I found within the article "Writing "Race" and the Differences it Makes" that the inclusion of racial identity within literary form is one that has been modified and conditioned throughout historical context to mold a system of classification in which persecution and discrimination for sociopolitical and nationalistic purposes may be justified. It is described that the very form of language itself is one that is built upon and recognized through internalized systems of classification based upon accepted similarities and differences among elements of the natural world, and this system of language is given merit and value within a certain sociopolitical atmosphere. We may then observe that the very use of language in a particular form can be used as a mechanism of discrimination, as seen in the example of the oxford dictionary which is given authority to hold the definitions of words based upon the common historical and cultural associations of the authorship of the dictionary.

 The terministic screen of Racial identity is one that has been historically constructed from the orientation of eurpoean western tradition to that of the "uncivilized" african tribes, as these african civilizations were considered to be "uncivilized' and therefore less than human, because of their lack of a fundamental system of written language. It was determined within the frame of the historical episteme, that the ability to articulate one's thoughts upon written medium determined that individual's capacity for "humanity" and therefore the lack of an ability to read or write allowed for the psuedoscientific assumptions of racial biology to gain prominence within the cultural framework of western tradition. As reason became the ideal pursuit of the human mind in its analyzation of the world, so too did the sign system of language gain the important role of being the method responsible for proving the existance of this capacity to formulate reasonable thought to the greater community.

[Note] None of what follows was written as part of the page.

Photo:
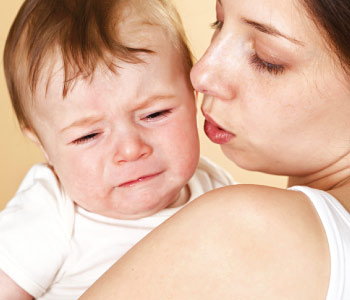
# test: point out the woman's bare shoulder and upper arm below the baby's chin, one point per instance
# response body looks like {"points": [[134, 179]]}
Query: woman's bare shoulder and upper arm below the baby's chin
{"points": [[241, 242]]}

It is not merely the lack of a system of comnunication which compelled western theorists to conclude that african tribes were "less than human", if not more so it was the inability of the african civilizations to recognize the function and form of language as it was determined to be from a western perspective. Because the african slaves were believed to lack any sense of humanity, which was determined by their lack of a systematic form of classification and recording such as writing in the western tradition had become, they were deemed unable to participate in the forum of intellectual discourse and therefore regarded as less than human. The ability to conform to the conventional modes of literary form was regarded as being a valuable sociopolitical tool by those in positions of \authority who recognized the authority of words, as seen in the decree given in 18th century South Carolina, which pronounced that bestowing literacy upon african slaves was a punishable crime.

It is therefore my conclusion that race is a terministic screen which has roots in the historical construction of racial identity, and that this construction of racial identity is one that is carried into the contemporary analysis of literature. It is due to our observance of the "other" that we perpetuate the divide between racial identities, although the true divide may be seen as to exist only in the region and culture  in which the individual or author is oriented both at the present moment and through historical associations. Although racial identity within literary form is a terministic screen which constructs and is constructed by the degree of differences perceived between the author and audience by both the author and the audience, it is the responsibility of the responsible observer to recognize the presense of such epistemological stigmas while not allowing the influence of such to dictate the manner in wich the content of a work of literature is interpreted.